As all seven of the preceding essays make clear, managers of surviving companies must take a holistic view: reviewing every facet of every business activity for potential efficiency improvements or aggressive change. They must assess their company’s competitive position dispassionately, then act boldly: for example, exiting some segments and competing harder in others, including through acquisition of less well-managed competitors. They must be courageous in challenging the received wisdom of their industries.
There is no foolproof formula for risk mitigation. Managers will have to make many difficult judgment calls, and quickly. But there are clear options to reshape the very basis of competition. Discontinuity really does provide opportunity for managers who see it and seize it. Lastly, governments and regulators will hopefully not draw the wrong conclusion from the data.

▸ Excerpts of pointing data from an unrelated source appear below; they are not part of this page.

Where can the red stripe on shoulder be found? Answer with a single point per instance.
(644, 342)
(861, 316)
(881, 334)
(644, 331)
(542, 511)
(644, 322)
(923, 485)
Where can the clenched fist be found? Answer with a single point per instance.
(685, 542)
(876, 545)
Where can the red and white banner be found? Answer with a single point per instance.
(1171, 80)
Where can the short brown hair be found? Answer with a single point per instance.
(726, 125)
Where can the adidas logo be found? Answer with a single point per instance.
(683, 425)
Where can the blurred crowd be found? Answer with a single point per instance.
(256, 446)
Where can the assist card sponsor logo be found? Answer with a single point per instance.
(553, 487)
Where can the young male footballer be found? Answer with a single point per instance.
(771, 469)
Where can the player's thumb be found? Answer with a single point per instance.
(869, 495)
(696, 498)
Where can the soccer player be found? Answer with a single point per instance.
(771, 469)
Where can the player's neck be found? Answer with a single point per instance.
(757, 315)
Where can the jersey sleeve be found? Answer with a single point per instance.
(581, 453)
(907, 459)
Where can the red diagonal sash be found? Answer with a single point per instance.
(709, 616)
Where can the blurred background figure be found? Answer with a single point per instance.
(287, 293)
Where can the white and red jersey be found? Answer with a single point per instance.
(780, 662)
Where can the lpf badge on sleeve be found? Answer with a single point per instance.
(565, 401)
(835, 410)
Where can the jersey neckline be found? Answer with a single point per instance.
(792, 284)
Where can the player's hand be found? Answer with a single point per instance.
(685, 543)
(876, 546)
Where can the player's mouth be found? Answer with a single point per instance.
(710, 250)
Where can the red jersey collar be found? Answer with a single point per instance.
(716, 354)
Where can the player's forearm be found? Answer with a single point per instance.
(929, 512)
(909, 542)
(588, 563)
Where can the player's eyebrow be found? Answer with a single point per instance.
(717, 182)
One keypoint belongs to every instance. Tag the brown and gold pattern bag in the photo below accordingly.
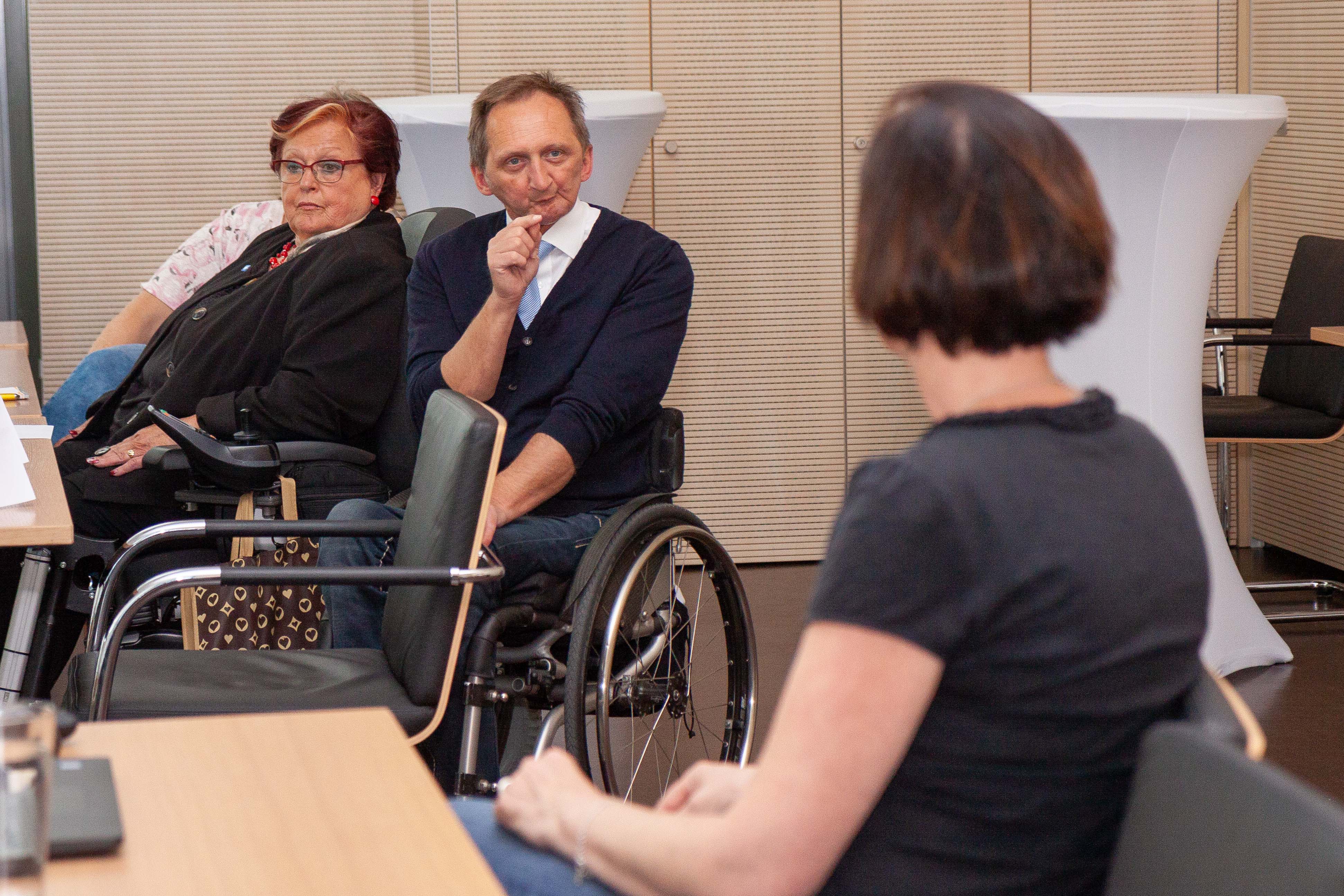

The dominant policies of the past two decades have led to an ascendancy of market mechanisms, a steady opening of world trade and a retreat from protectionism, lifting millions of people into the middle class around the world. No better solution has been proposed by the critics of these forces. Precisely because this crisis is a compound failure, there are lessons to be learned by all participants — not just corporate management, but governments, regulators, and commentators as well. We will all learn to value the contrarians of this world as we pick up the pieces in the coming months.